First, let's talk about memory requirements. If we assume that 10x the amount of traffic is roughly equivalent to 10x memory usage over a 24 hour period, we're suddenly talking about storing 700GB worth of data in Redis. Since we use AWS, the largest possible instance available in Elasticache only has 237GB. This means we need a way to be able to store message ids across multiple Redis instances -- and always have the same message ids stored on the same Redis instance.

At the same time, we don't necessarily want to scale up 237GB at a time. Instead, we want to add capacity as we need it -- which means using smaller servers. This helps us keep costs down as much as we can. In a sharding solution, by simply adding new Redis clusters to increase memory capacity, we've effectively created limitless capacity to store messages.

Scaling performance

As we scale, there are going to be some concerns around performance. If we scale out to 10x traffic, we expect the processing time to dedupe all of those messages to be 10x as well (14 seconds instead of 1.4 seconds!). To meet our real-time needs, this is unacceptable.

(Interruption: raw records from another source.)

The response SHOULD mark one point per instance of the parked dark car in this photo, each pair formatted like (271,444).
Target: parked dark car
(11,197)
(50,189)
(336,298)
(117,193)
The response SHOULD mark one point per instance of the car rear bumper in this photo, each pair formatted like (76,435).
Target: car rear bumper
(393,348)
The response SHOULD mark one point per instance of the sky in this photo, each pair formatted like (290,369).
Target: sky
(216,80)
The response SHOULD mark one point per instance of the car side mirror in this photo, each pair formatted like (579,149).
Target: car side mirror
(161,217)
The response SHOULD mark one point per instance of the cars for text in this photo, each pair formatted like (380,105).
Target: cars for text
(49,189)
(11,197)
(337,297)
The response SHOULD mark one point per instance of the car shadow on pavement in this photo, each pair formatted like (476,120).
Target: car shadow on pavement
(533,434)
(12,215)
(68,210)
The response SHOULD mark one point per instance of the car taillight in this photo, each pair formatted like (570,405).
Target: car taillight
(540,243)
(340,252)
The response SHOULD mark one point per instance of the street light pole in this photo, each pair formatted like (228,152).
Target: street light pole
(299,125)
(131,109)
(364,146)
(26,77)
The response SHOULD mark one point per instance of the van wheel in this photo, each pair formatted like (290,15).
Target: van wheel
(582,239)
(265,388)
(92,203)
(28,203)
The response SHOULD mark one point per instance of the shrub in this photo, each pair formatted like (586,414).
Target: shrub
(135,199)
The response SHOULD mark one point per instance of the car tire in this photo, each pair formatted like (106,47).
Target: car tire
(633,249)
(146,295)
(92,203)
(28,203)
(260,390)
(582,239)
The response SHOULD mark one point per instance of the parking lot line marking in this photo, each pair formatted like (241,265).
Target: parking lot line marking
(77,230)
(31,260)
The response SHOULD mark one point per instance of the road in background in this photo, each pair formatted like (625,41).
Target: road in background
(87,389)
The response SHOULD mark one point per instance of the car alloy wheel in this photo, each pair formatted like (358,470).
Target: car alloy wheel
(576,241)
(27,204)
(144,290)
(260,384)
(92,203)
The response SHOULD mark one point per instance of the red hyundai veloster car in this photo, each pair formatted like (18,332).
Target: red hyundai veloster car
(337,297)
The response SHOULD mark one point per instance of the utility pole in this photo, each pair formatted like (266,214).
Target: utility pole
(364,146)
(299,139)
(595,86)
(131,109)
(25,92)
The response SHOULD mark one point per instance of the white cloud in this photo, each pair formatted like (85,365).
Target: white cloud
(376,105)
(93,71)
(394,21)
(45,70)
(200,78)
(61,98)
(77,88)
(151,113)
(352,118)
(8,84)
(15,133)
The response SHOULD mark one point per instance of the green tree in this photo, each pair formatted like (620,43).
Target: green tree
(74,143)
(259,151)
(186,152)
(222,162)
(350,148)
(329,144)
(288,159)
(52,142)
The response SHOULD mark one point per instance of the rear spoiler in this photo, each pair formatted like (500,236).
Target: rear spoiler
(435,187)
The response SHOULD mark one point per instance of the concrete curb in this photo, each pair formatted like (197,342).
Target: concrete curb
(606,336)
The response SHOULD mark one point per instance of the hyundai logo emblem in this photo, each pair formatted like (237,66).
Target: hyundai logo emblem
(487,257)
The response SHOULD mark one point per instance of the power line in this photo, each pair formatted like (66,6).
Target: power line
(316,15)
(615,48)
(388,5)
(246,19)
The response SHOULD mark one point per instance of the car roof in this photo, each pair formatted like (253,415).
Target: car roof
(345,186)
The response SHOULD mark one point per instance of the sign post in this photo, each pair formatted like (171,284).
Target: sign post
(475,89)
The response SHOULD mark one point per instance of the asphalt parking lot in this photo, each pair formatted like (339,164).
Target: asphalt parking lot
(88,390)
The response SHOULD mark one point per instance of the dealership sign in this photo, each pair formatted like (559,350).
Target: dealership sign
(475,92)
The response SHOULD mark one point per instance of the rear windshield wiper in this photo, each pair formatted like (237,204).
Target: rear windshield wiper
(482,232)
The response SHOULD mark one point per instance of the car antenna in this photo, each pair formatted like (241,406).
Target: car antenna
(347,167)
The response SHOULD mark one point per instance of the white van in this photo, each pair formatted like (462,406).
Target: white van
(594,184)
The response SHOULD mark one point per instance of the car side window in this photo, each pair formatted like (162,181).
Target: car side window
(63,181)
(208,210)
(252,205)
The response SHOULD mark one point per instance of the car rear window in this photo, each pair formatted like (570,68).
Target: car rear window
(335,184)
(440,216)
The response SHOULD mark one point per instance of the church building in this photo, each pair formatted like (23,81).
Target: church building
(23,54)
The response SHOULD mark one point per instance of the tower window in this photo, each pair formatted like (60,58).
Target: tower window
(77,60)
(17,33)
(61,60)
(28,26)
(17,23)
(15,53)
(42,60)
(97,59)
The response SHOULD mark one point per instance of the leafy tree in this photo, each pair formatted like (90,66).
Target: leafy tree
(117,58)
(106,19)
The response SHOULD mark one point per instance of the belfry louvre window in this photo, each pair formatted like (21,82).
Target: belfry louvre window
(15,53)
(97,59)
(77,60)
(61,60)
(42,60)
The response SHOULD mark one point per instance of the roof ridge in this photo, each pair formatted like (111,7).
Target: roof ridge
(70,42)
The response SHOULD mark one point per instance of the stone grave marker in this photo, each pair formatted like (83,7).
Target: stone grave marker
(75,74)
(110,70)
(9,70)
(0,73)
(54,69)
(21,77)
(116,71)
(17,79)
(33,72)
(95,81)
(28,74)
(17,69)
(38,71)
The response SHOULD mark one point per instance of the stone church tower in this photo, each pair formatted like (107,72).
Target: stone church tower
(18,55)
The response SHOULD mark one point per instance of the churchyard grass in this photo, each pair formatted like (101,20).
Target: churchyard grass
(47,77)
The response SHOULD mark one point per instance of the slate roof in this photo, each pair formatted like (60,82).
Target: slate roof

The naive solution is to simply parallelize requests to our Redis cluster. However, there's a big gotcha here: Redis is single threaded. This means, at any time, Redis is only able to process a single request at a time. To truly parallelize requests to Redis and gain the performance benefits of doing so, we need to run requests across multiple Redis clusters.

Sharding solution

So what does a sharding solution like this actually look like? Let's say, for example, we're going to use 3 Redis servers and 300 bucket keys per second. Based on the contents of a message, we're going to have to choose a Redis instance / bucket shard to store the message id. To choose a shard, you typically use a hashing function. For example:

Redis sharding

If the number of shards changes, then the hashing function is going to start storing messages in different shards than we were before.

In order to account for this scenario, we effectively have the concept of a "previous" Redis configuration and a "current" Redis configuration. "Previous" configurations apply to all messages with a timestamp prior to some maximum time. Any messages with transaction times after that maximum time will start using the "current" (new) configuration. This allows us to effectively transition from one cluster to another or from one hashing algorithm to another without losing any of the data we've stored from previous hours.

Final thoughts

Deduping at scale is a hard problem and there are certainly other effective solutions employed elsewhere in the industry. In fact, even the folks at Kafka are working on a standard solution. Typically you hope that either your actions are idempotent or accuracy isn't so critical that a complex system like this is necessary. In our case, this was important to ensuring the integrity of our analytics pipeline.

Hopefully, this post serves as a helpful example of tackling a thorny engineering problem ("Oh no, I have a huge pipeline of data flying around and I can't keep track of whether I've seen this before!") in a deliberate way.